In between cases, Alan buzzed with energy. His boat was already packed, his shuttle set up. He had chosen a less popular section of water, with lots of snags and curves. This was Father’s Day weekend and the banks would be swarmed with waders. He didn’t like crowds. Higher water meant fewer boats. Besides, bugs didn’t care about snags and curves. If the reports were correct, he would see willow branches, shore sedges, even marsh grasses bending under the weight of salmonfly clusters.

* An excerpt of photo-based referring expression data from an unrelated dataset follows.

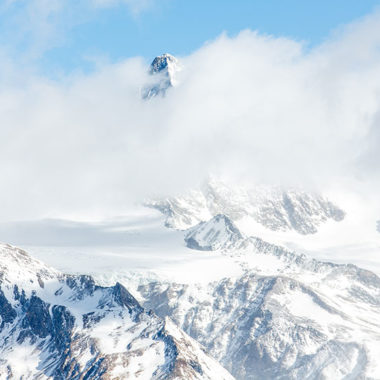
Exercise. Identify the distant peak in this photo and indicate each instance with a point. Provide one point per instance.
(165, 66)
(163, 62)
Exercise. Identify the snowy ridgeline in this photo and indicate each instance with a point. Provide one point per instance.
(286, 317)
(66, 327)
(274, 208)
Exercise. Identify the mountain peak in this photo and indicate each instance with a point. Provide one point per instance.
(164, 67)
(218, 233)
(164, 62)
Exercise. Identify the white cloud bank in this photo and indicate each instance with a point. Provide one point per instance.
(251, 107)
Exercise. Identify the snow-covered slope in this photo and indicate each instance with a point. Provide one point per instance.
(217, 233)
(274, 208)
(286, 317)
(66, 327)
(163, 70)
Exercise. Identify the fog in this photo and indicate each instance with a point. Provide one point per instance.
(249, 108)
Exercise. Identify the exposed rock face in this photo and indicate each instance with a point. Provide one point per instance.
(66, 327)
(275, 208)
(163, 69)
(286, 317)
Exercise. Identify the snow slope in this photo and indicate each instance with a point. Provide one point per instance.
(61, 326)
(287, 316)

The salmonfly was a slim bug, beetle-like, with long antenna. A mature female could be as long as a man’s middle finger. The sole purpose of its short adult life was to mate. Heavy with cargo, the females would skim the river surface and pump a dark, pea-sized egg sac into the water. Clumsy, exhausted, knocked by the wind, the females most often ended up in the river. A fisherman could sink his fly, imitating nymphs swimming towards metamorphosis, but Alan preferred dry fly fishing. It took more skill. He could lay his fly on the water with profound gentleness, a perfect simulation of the doomed female’s erratic flight after delivering her egg bomb. Once she hit the surface, the struggle didn’t last long. As if she knew her work was done, she would tuck in her wings and become still, waiting to be consumed.